Parado en esta telaraña de enojo, me pregunto por los mortales armados que destruyeron tantas vidas, que dispararon balas, torturaron cuerpos y persiguieron a tantos semejantes. ¿Quiénes fueron los gatilleros detrás de las armas?, ¿qué queda detrás de los trapos verdes y azules?, ¿quiénes se escondieron detrás de los guantes blancos? No sabemos cuántas personas murieron el dos de octubre, tampoco sabemos cuántos asesinos asistieron al evento.
En un esfuerzo por no petrificarme en el enojo, quiero entender quiénes dispararon en la plaza de las tres culturas, mataron en Aguas Blancas, Acteal, Ayotzinapa o Tlatlaya. En un duro intento por dar un lugar subjetivo a los asesinos y abrir unos cuantos grados la mirada, los responsabilizo de los hechos sucedidos.
Quiero que mi imaginario cambie, quiero que dejen de ser esos zombis descerebrados, robots sin alma. Me responsabilizo por agredirlos, por llamarlos cerdos, puercos, por hacerme parte de la masa y quitarles su lugar de personas.
Estoy seguro de que la clase política de hace 50 años no es muy distinta a la de ahora, que el gobierno está podrido, que muchas de las familias que se encargan de dirigir a este país están llenas de asesinos. Creo que muchísimas personas que lideran al país, tienen intereses que colocan por encima de la vida de la gente. Pero eso no le quita responsabilidad a quienes dispararon, disparan y dispararán.
En un grito desesperado les suplico a todos aquellos hombres de verde, azul, negro o con guantecitos blancos, ¡asuman sus crímenes cómo Edipo asumió los suyos!
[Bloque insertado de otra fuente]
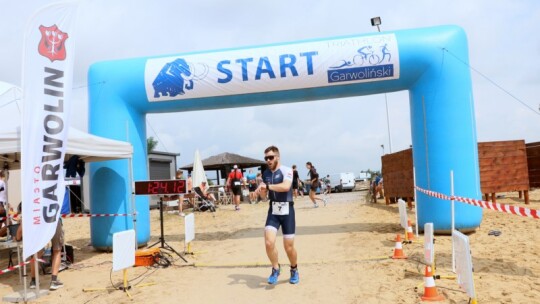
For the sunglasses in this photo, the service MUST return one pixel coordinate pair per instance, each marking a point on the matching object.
(269, 157)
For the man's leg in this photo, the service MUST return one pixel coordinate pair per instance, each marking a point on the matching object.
(56, 259)
(288, 244)
(57, 244)
(271, 250)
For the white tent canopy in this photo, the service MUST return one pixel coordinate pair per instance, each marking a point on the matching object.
(88, 147)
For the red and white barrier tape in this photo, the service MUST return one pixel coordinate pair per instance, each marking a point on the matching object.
(85, 215)
(9, 269)
(96, 215)
(14, 216)
(516, 210)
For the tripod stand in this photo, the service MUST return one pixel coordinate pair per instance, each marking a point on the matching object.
(164, 244)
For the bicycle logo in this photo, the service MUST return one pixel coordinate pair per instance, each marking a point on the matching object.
(366, 55)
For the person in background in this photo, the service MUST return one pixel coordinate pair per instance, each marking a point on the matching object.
(180, 175)
(251, 179)
(234, 182)
(189, 184)
(259, 182)
(314, 180)
(295, 182)
(327, 185)
(206, 194)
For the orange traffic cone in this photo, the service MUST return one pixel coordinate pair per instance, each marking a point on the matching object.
(398, 250)
(410, 234)
(430, 291)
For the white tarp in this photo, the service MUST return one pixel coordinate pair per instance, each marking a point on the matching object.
(88, 147)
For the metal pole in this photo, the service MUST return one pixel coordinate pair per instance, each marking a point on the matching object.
(453, 227)
(416, 202)
(388, 123)
(387, 116)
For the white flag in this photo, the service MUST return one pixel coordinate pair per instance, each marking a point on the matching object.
(47, 85)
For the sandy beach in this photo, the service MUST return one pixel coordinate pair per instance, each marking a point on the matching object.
(342, 249)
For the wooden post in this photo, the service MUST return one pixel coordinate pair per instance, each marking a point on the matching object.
(409, 202)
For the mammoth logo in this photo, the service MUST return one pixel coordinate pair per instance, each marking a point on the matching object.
(175, 77)
(52, 43)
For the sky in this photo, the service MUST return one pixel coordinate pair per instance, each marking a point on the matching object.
(338, 135)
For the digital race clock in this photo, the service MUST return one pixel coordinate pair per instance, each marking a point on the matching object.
(175, 186)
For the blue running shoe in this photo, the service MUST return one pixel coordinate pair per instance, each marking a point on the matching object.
(295, 277)
(272, 279)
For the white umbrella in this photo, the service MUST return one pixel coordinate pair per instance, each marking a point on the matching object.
(198, 174)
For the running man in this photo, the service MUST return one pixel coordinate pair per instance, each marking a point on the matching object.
(314, 179)
(277, 181)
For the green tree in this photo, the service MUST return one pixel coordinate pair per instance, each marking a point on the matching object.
(151, 144)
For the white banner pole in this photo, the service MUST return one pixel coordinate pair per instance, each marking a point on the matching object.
(453, 223)
(48, 57)
(132, 188)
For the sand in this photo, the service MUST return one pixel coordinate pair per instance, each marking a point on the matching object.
(342, 251)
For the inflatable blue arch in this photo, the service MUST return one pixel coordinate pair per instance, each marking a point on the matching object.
(431, 63)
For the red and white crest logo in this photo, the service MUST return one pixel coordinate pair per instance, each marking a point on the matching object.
(52, 43)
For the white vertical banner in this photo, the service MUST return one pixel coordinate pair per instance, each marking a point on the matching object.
(47, 85)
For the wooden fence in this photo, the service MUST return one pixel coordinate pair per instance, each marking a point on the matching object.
(503, 168)
(533, 162)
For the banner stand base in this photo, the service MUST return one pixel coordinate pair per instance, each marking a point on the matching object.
(18, 297)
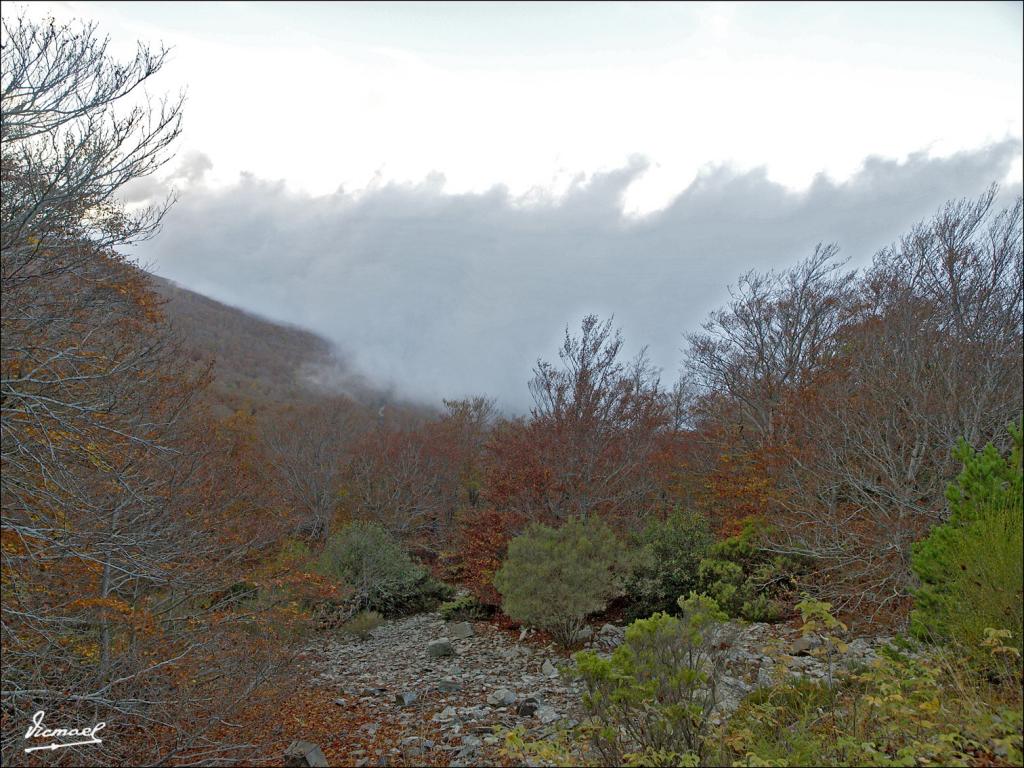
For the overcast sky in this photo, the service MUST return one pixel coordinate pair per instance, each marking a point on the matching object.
(439, 188)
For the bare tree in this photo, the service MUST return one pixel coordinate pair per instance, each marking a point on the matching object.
(935, 354)
(308, 449)
(778, 330)
(595, 425)
(113, 550)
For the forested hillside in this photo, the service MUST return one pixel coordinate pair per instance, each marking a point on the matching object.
(218, 542)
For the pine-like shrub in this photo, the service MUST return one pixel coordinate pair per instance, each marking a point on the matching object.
(383, 578)
(745, 580)
(650, 702)
(971, 566)
(554, 578)
(667, 556)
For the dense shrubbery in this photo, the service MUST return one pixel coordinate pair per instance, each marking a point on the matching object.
(648, 706)
(901, 711)
(554, 578)
(651, 700)
(464, 608)
(667, 556)
(375, 566)
(971, 566)
(747, 581)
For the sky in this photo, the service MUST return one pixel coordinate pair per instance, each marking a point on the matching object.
(439, 188)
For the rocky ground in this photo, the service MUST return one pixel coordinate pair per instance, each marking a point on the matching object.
(444, 689)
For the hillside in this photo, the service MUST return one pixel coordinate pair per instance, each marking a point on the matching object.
(257, 361)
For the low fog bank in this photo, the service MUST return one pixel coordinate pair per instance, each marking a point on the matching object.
(433, 295)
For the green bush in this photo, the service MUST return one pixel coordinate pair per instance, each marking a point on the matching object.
(554, 578)
(667, 557)
(971, 566)
(650, 702)
(368, 559)
(363, 624)
(902, 710)
(464, 608)
(745, 580)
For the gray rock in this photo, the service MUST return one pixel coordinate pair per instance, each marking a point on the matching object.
(449, 685)
(414, 747)
(548, 715)
(439, 647)
(527, 708)
(804, 645)
(444, 716)
(304, 755)
(406, 698)
(501, 697)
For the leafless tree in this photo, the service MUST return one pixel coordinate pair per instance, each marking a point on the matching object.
(308, 449)
(111, 552)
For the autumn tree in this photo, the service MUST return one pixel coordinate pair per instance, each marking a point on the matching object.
(115, 551)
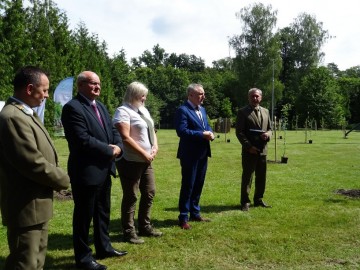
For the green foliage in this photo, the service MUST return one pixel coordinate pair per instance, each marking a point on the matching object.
(257, 52)
(319, 98)
(309, 227)
(39, 35)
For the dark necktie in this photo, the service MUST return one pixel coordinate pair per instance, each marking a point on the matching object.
(258, 114)
(198, 112)
(96, 110)
(150, 127)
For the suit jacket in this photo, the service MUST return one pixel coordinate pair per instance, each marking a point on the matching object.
(189, 128)
(29, 169)
(247, 121)
(90, 159)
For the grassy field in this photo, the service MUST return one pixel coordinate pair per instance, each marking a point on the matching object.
(309, 227)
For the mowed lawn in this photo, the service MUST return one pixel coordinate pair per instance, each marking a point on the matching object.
(310, 226)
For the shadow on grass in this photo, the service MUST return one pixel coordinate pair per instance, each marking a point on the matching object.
(52, 263)
(63, 262)
(210, 208)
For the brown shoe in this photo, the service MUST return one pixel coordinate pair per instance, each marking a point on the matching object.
(184, 225)
(245, 207)
(133, 238)
(199, 219)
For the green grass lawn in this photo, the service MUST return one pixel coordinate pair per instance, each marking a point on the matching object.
(309, 226)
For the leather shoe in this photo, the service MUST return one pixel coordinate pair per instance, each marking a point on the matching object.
(184, 225)
(91, 265)
(199, 219)
(113, 253)
(262, 204)
(245, 207)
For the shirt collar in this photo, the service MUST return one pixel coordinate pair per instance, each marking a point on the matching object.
(25, 108)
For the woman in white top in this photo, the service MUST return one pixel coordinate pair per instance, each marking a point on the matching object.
(136, 128)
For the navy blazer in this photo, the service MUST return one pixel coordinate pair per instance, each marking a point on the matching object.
(90, 159)
(189, 128)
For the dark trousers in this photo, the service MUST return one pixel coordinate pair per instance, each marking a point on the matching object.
(251, 164)
(91, 203)
(193, 178)
(27, 246)
(135, 177)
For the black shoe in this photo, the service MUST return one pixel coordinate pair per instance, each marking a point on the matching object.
(245, 207)
(261, 204)
(113, 253)
(91, 265)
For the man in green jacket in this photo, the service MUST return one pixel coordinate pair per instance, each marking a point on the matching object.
(29, 172)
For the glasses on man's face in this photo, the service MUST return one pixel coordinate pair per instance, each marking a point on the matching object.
(93, 83)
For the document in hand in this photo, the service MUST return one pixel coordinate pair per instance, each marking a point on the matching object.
(255, 139)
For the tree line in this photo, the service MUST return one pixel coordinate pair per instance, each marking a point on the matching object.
(284, 63)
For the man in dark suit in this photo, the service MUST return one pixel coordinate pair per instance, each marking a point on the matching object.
(29, 172)
(253, 130)
(194, 149)
(93, 145)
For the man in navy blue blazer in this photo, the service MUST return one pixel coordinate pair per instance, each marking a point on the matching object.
(194, 149)
(94, 143)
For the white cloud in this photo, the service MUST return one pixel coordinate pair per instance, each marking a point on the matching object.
(202, 27)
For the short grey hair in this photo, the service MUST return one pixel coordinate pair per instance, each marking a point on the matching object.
(255, 90)
(134, 91)
(192, 87)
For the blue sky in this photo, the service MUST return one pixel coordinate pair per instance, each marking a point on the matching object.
(202, 27)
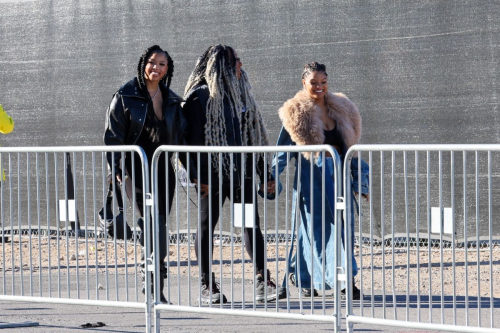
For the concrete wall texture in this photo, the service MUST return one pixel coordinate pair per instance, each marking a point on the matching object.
(420, 72)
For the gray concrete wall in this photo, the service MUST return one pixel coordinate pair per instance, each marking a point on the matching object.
(420, 72)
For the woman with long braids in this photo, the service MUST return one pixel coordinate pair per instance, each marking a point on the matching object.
(145, 112)
(221, 111)
(316, 116)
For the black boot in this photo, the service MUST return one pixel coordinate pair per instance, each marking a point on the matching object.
(211, 294)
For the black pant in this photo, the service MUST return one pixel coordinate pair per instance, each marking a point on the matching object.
(204, 233)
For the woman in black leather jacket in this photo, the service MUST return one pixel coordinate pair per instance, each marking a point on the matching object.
(145, 112)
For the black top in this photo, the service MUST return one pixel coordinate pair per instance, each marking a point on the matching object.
(333, 137)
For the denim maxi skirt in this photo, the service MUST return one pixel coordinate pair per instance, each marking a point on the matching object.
(307, 262)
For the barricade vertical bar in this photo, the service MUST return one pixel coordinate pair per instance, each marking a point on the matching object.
(360, 229)
(407, 225)
(297, 227)
(122, 185)
(393, 166)
(243, 241)
(323, 224)
(441, 224)
(113, 209)
(94, 205)
(233, 239)
(77, 228)
(124, 225)
(452, 185)
(221, 158)
(490, 239)
(105, 236)
(210, 232)
(466, 245)
(68, 282)
(417, 231)
(478, 245)
(28, 188)
(135, 224)
(167, 201)
(47, 186)
(188, 218)
(87, 282)
(11, 215)
(199, 223)
(287, 219)
(19, 219)
(58, 219)
(348, 215)
(151, 228)
(40, 284)
(370, 153)
(254, 241)
(382, 225)
(311, 231)
(337, 175)
(429, 231)
(2, 223)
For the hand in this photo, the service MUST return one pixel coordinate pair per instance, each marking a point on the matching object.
(364, 195)
(203, 188)
(271, 186)
(119, 178)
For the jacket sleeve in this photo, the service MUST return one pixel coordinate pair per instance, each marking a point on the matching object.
(116, 126)
(6, 122)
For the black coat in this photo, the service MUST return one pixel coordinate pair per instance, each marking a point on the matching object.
(127, 113)
(195, 112)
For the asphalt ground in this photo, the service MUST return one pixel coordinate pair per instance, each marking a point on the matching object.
(68, 318)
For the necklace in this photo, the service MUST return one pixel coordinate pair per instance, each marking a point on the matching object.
(157, 90)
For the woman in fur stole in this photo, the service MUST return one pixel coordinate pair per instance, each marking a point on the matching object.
(315, 116)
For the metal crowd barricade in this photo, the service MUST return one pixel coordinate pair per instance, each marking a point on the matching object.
(428, 240)
(55, 249)
(234, 269)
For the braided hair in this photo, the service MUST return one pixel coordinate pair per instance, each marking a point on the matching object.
(153, 126)
(313, 67)
(217, 68)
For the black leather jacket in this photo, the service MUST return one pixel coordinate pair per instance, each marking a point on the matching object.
(127, 113)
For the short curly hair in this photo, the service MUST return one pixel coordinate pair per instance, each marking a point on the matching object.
(313, 67)
(141, 66)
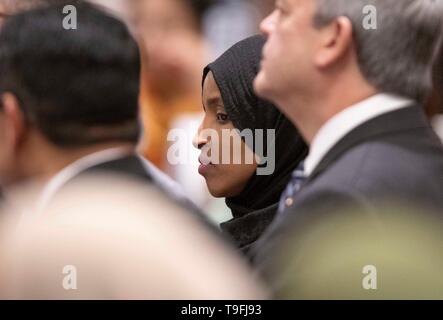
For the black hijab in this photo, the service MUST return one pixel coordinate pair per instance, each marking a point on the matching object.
(256, 206)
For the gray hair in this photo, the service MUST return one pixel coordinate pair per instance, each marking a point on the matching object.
(397, 56)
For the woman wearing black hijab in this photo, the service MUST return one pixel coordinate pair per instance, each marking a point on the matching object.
(230, 103)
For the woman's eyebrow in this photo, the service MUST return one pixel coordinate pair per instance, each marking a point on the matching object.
(214, 101)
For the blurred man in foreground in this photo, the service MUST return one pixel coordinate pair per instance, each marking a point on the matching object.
(354, 85)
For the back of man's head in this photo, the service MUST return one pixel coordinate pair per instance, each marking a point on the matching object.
(78, 87)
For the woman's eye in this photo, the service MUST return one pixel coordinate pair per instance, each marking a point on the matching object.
(223, 118)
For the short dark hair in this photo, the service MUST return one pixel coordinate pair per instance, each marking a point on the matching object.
(77, 87)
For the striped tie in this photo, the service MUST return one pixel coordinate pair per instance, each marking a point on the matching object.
(297, 179)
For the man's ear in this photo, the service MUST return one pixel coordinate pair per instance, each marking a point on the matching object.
(336, 40)
(14, 120)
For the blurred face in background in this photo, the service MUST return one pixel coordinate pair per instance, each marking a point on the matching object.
(170, 39)
(223, 180)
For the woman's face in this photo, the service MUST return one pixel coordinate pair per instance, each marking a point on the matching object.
(228, 176)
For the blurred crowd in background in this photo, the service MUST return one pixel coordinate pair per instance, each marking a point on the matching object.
(180, 37)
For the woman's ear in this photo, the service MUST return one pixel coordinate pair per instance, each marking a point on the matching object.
(14, 121)
(336, 40)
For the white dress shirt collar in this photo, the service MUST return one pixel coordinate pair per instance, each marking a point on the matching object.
(347, 120)
(75, 168)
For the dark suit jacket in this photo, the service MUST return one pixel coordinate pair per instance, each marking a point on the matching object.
(395, 158)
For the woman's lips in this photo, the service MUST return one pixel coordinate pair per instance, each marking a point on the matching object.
(204, 167)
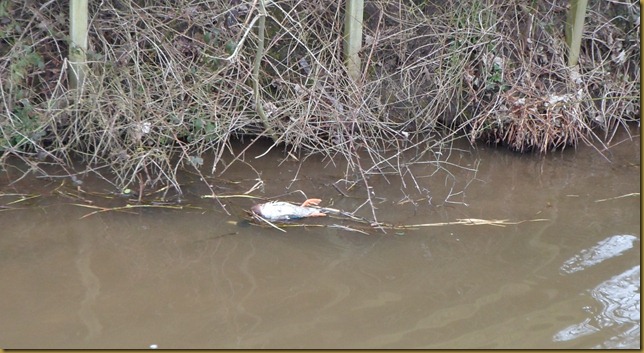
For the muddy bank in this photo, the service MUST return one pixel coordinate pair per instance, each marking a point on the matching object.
(170, 85)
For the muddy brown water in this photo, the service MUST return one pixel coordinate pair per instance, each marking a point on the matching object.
(200, 278)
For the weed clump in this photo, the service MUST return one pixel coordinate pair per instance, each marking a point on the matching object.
(169, 82)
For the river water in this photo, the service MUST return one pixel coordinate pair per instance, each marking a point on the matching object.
(200, 277)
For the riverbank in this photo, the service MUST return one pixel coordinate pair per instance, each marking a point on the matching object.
(169, 83)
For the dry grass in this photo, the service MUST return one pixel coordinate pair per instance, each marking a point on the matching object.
(172, 81)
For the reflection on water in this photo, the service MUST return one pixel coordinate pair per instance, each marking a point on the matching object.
(619, 298)
(194, 278)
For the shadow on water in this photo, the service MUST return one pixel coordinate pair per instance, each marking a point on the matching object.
(200, 278)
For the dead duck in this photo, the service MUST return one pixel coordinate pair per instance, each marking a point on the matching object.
(284, 211)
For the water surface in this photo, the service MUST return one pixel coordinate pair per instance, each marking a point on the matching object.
(197, 278)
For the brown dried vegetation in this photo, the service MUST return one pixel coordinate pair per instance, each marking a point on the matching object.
(171, 81)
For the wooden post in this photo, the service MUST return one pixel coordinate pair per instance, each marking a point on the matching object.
(353, 36)
(78, 42)
(574, 29)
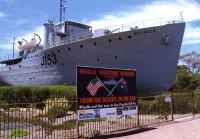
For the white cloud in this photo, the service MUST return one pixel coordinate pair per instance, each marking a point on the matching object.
(159, 9)
(19, 22)
(2, 14)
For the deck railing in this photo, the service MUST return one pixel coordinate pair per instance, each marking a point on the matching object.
(108, 30)
(42, 120)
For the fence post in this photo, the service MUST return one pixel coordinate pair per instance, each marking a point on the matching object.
(138, 117)
(77, 123)
(172, 106)
(193, 103)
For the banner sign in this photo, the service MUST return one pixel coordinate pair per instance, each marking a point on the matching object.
(103, 92)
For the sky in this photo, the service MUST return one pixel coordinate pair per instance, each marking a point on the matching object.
(23, 18)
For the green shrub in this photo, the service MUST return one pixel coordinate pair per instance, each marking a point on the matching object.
(17, 132)
(6, 94)
(96, 133)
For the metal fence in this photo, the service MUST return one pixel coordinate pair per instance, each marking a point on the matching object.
(58, 120)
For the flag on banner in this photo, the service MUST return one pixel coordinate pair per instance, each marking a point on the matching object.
(124, 86)
(94, 85)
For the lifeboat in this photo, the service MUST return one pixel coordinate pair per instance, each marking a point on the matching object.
(28, 46)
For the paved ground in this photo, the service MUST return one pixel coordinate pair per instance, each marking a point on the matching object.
(185, 128)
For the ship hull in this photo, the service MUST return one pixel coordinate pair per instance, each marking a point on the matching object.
(141, 49)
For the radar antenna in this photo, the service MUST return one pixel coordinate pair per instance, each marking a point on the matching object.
(61, 9)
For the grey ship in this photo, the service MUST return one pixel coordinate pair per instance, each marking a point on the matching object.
(153, 50)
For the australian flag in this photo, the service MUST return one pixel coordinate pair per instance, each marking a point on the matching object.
(123, 86)
(94, 85)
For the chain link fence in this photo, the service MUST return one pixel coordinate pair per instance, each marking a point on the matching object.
(57, 118)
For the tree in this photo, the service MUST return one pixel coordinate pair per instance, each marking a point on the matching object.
(187, 75)
(191, 61)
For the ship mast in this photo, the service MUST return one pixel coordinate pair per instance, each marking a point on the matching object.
(61, 9)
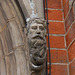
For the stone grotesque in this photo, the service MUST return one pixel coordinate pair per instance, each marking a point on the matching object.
(36, 33)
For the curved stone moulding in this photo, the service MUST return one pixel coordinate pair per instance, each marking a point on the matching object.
(16, 63)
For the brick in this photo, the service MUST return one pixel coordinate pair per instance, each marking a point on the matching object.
(56, 42)
(71, 52)
(66, 9)
(72, 68)
(54, 4)
(70, 35)
(57, 56)
(69, 19)
(59, 70)
(64, 2)
(56, 28)
(55, 15)
(2, 21)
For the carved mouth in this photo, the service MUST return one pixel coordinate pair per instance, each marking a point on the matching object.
(37, 37)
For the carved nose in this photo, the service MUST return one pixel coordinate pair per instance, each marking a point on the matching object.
(38, 32)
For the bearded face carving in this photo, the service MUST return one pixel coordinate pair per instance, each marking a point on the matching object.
(37, 43)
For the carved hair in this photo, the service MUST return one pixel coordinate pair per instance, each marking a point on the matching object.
(36, 20)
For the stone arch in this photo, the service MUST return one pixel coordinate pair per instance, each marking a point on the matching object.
(12, 39)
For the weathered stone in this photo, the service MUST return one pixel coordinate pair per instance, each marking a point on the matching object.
(36, 32)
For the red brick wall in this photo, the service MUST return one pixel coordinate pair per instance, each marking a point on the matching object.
(70, 35)
(62, 36)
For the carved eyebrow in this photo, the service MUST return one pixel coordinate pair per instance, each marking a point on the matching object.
(41, 27)
(34, 27)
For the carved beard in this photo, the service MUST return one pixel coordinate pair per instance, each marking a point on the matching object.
(37, 45)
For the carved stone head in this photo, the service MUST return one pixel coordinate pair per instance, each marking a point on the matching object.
(36, 29)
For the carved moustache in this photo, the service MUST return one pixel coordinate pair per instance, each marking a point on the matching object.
(37, 37)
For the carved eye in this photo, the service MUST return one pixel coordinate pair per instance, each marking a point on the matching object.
(41, 28)
(34, 27)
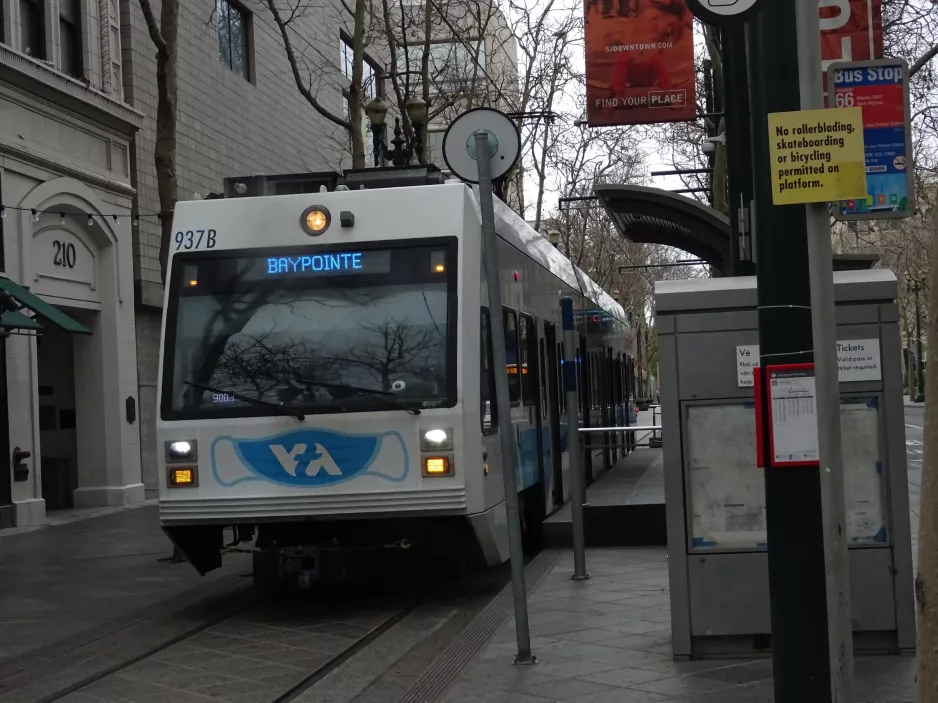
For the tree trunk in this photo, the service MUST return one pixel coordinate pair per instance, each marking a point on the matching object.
(164, 152)
(355, 89)
(926, 581)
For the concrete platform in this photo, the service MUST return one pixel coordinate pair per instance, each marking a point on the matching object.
(607, 640)
(624, 506)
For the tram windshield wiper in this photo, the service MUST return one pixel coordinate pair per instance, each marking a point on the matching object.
(248, 399)
(365, 392)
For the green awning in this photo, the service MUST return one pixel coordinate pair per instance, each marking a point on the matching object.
(18, 321)
(41, 307)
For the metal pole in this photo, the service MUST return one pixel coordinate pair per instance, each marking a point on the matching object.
(826, 374)
(577, 480)
(919, 358)
(795, 535)
(502, 406)
(738, 147)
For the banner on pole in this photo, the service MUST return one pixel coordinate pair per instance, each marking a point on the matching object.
(851, 30)
(881, 90)
(639, 62)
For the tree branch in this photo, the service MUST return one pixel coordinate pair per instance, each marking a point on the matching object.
(924, 59)
(295, 69)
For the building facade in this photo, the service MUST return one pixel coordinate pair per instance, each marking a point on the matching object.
(69, 411)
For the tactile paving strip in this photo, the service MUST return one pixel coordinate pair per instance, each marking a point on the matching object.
(435, 680)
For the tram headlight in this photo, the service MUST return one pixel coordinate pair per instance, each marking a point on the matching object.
(315, 220)
(182, 450)
(437, 439)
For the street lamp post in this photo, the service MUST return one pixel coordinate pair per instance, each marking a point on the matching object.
(402, 151)
(919, 370)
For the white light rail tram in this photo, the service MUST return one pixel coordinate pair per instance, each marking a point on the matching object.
(326, 385)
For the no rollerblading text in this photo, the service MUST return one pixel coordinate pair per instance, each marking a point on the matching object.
(816, 156)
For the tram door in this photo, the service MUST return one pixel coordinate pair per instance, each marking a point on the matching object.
(529, 420)
(553, 396)
(7, 511)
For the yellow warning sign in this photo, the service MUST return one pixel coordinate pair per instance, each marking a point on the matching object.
(817, 156)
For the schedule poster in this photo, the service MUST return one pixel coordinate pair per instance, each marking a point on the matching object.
(880, 90)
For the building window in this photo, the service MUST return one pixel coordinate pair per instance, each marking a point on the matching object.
(70, 37)
(32, 36)
(233, 30)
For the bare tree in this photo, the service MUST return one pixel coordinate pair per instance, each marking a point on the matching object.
(309, 65)
(926, 581)
(164, 35)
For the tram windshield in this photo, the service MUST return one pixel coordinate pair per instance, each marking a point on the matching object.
(312, 330)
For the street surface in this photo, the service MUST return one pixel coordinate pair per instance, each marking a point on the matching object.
(93, 612)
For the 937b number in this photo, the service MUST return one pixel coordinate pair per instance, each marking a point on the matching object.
(195, 239)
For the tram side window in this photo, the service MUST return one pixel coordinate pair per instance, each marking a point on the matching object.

No se queden tras bambalinas suponiendo que ustedes sólo cumplían órdenes, que no sabían, suelten esos disfraces de zombis descerebrados. Háganse cargo de su subjetividad, de sus acciones, el mundo necesita menos gente como Adolf Eichmann, que se quedó tranquilo porque cumplía con su deber, que solamente ejecutaba las órdenes de sus superiores.
Asuman que cada disparo va directo a otro ser humano, que cuando apuntan un arma, cuando torturan, cuando desaparecen lo hacen ustedes, les suplico que dejen de jugar a ser robots. Si quieren ser siluetas monstruosas, si quieren asesinar, no se detengan, pero asuman su lugar, llénense de criterio. Antes de disparar, por favor, duden.